= Marija Slavkovik =

Norwegian computer scientist

Marija Slavkovik (born 1979, also spelled Slavkovic and Slavkovikj) is a computer scientist specializing in machine ethics, the ethics of artificial intelligence, and computational social choice. Originally from Yugoslavia and North Macedonia, she was educated in Austria, Italy, and Luxembourg, and has worked in the UK and Norway, where she is a professor at the University of Bergen.

==Early life, education, and career==
Slavkovik was born in 1979 in Skopje, at that time part of Yugoslavia and since 1991 the capital of North Macedonia. She studied electrical engineering at the Ss. Cyril and Methodius University of Skopje, receiving a diploma there in 2005. Next, through joint studies at TU Wien in Vienna, Austria, and the Free University of Bozen-Bolzano in Italy, she received a master's degree in computational logic in 2007, supervised by Raffaella Bernardi. She defended her dissertation in 2012 at the University of Luxembourg, with Leon van der Torre as her doctoral advisor and coadvised by Gabriella Pigozzi of Paris Dauphine-PSL University.

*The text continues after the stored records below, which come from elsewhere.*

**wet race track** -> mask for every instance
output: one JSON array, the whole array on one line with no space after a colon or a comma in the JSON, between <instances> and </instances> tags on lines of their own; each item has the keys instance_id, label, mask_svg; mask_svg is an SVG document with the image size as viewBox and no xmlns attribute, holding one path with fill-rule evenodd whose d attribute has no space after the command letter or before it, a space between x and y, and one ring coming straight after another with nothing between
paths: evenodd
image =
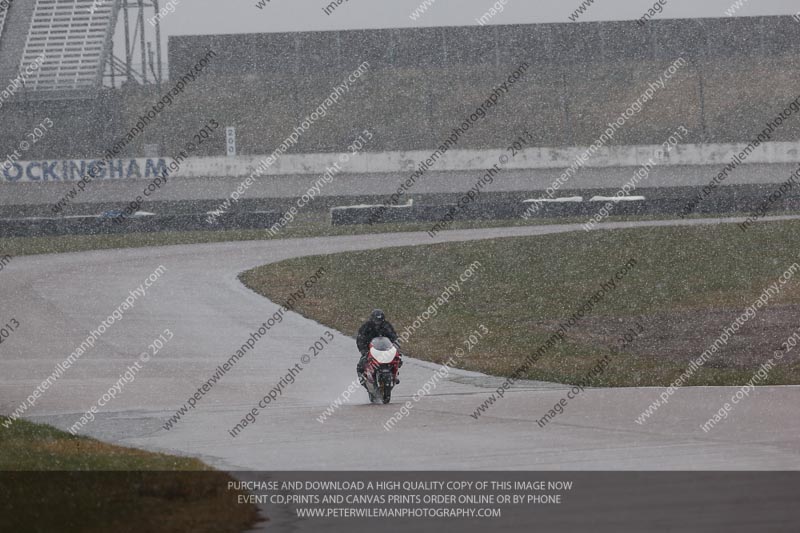
<instances>
[{"instance_id":1,"label":"wet race track","mask_svg":"<svg viewBox=\"0 0 800 533\"><path fill-rule=\"evenodd\" d=\"M725 221L612 223L604 228L720 222ZM679 389L644 425L634 420L663 389L587 390L540 428L535 421L570 387L518 382L476 420L470 415L501 378L452 370L430 394L413 401L439 367L407 359L392 404L368 405L366 393L358 389L323 418L355 377L355 342L291 312L251 341L252 349L235 365L223 366L279 309L238 281L237 275L249 268L304 255L578 230L579 225L552 225L450 231L434 240L425 233L399 233L15 258L0 280L4 321L13 317L19 323L2 346L0 407L11 413L26 402L56 365L81 343L87 346L89 335L93 346L38 393L23 416L68 430L102 401L98 414L91 414L93 421L84 417L80 434L197 456L222 469L800 466L797 386L759 387L709 434L699 429L708 411L738 388ZM99 331L115 311L121 319ZM319 339L326 340L324 349L303 359ZM116 397L104 400L115 384ZM275 399L258 409L255 423L231 433L271 390ZM408 416L385 430L386 421L407 400L413 401ZM184 405L185 414L165 429Z\"/></svg>"}]
</instances>

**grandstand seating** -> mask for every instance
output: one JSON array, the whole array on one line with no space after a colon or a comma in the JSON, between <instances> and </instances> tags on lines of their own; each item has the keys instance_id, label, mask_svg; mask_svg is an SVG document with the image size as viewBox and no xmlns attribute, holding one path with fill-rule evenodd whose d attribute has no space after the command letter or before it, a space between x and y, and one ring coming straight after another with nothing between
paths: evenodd
<instances>
[{"instance_id":1,"label":"grandstand seating","mask_svg":"<svg viewBox=\"0 0 800 533\"><path fill-rule=\"evenodd\" d=\"M3 37L3 26L6 25L6 13L8 10L0 9L0 39Z\"/></svg>"},{"instance_id":2,"label":"grandstand seating","mask_svg":"<svg viewBox=\"0 0 800 533\"><path fill-rule=\"evenodd\" d=\"M98 89L119 9L118 0L33 0L21 68L44 54L26 83L33 92Z\"/></svg>"}]
</instances>

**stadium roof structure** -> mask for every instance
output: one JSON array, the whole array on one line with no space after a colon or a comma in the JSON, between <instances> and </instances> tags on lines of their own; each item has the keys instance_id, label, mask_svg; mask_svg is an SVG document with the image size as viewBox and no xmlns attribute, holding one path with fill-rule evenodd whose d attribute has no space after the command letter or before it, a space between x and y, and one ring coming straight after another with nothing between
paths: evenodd
<instances>
[{"instance_id":1,"label":"stadium roof structure","mask_svg":"<svg viewBox=\"0 0 800 533\"><path fill-rule=\"evenodd\" d=\"M102 87L120 0L16 0L2 15L0 75L24 77L24 97L92 98ZM1 28L1 26L0 26Z\"/></svg>"}]
</instances>

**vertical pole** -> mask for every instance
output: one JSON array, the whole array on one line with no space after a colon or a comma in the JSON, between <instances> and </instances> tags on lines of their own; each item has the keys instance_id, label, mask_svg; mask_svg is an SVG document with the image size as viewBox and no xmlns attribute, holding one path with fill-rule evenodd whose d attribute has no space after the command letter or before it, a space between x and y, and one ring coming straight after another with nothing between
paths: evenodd
<instances>
[{"instance_id":1,"label":"vertical pole","mask_svg":"<svg viewBox=\"0 0 800 533\"><path fill-rule=\"evenodd\" d=\"M703 41L705 43L705 56L709 56L708 50L708 33L705 31L706 27L703 25L702 20L697 21L700 24L700 31L703 34ZM702 58L700 58L702 59ZM694 65L694 69L697 72L697 85L700 92L700 128L703 135L703 140L701 142L707 143L709 142L708 138L708 125L706 124L706 88L705 88L705 78L703 77L703 70L700 67L700 59L692 58L692 63Z\"/></svg>"},{"instance_id":2,"label":"vertical pole","mask_svg":"<svg viewBox=\"0 0 800 533\"><path fill-rule=\"evenodd\" d=\"M139 47L142 55L142 83L147 83L147 47L144 43L144 0L139 0Z\"/></svg>"},{"instance_id":3,"label":"vertical pole","mask_svg":"<svg viewBox=\"0 0 800 533\"><path fill-rule=\"evenodd\" d=\"M131 60L133 59L133 54L131 53L131 29L130 19L128 17L128 0L123 0L122 2L122 16L125 23L125 76L127 77L127 83L131 83L133 81L133 72L131 71Z\"/></svg>"},{"instance_id":4,"label":"vertical pole","mask_svg":"<svg viewBox=\"0 0 800 533\"><path fill-rule=\"evenodd\" d=\"M703 142L708 142L708 127L706 125L706 90L705 78L703 78L703 71L700 68L700 63L697 60L693 61L697 71L697 85L700 89L700 128L703 132Z\"/></svg>"},{"instance_id":5,"label":"vertical pole","mask_svg":"<svg viewBox=\"0 0 800 533\"><path fill-rule=\"evenodd\" d=\"M158 0L153 0L153 9L155 9L156 15L161 12L161 9L158 5ZM158 68L158 78L156 79L156 83L158 83L158 92L161 92L161 81L164 77L164 71L163 64L161 62L161 19L158 17L156 17L156 65Z\"/></svg>"},{"instance_id":6,"label":"vertical pole","mask_svg":"<svg viewBox=\"0 0 800 533\"><path fill-rule=\"evenodd\" d=\"M572 120L569 116L569 86L567 85L567 73L561 67L561 107L564 111L564 129L567 132L568 146L575 146L575 132L572 129Z\"/></svg>"}]
</instances>

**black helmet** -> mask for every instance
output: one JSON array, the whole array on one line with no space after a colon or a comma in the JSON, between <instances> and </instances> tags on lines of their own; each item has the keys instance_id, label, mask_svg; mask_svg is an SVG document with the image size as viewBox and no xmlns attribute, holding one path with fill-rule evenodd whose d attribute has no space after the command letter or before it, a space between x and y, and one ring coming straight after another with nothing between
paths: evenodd
<instances>
[{"instance_id":1,"label":"black helmet","mask_svg":"<svg viewBox=\"0 0 800 533\"><path fill-rule=\"evenodd\" d=\"M386 315L384 315L383 311L380 309L373 309L372 313L369 315L369 319L375 324L383 324L383 321L386 320Z\"/></svg>"}]
</instances>

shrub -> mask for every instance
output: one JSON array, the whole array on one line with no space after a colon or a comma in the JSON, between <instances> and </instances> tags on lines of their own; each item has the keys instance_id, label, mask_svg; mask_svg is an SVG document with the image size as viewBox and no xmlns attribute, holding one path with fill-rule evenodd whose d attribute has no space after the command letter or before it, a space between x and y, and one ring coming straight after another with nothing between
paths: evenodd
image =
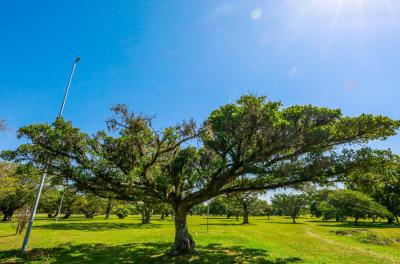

Following her doctorate, she was a postdoctoral researcher at the University of Liverpool in the UK from 2012 to 2013, and at the University of Bergen beginning in 2013. She remained at the University of Bergen as a faculty member, becoming an associate professor in the Department of Information Science and Media Studies and Faculty of Social Sciences of the University of Bergen in 2017. She was promoted to full professor in 2020, and chaired the department from 2021 to 2025.

==Recognition==
Slavkovik is a member of the Norwegian Academy of Technological Sciences (NTVA).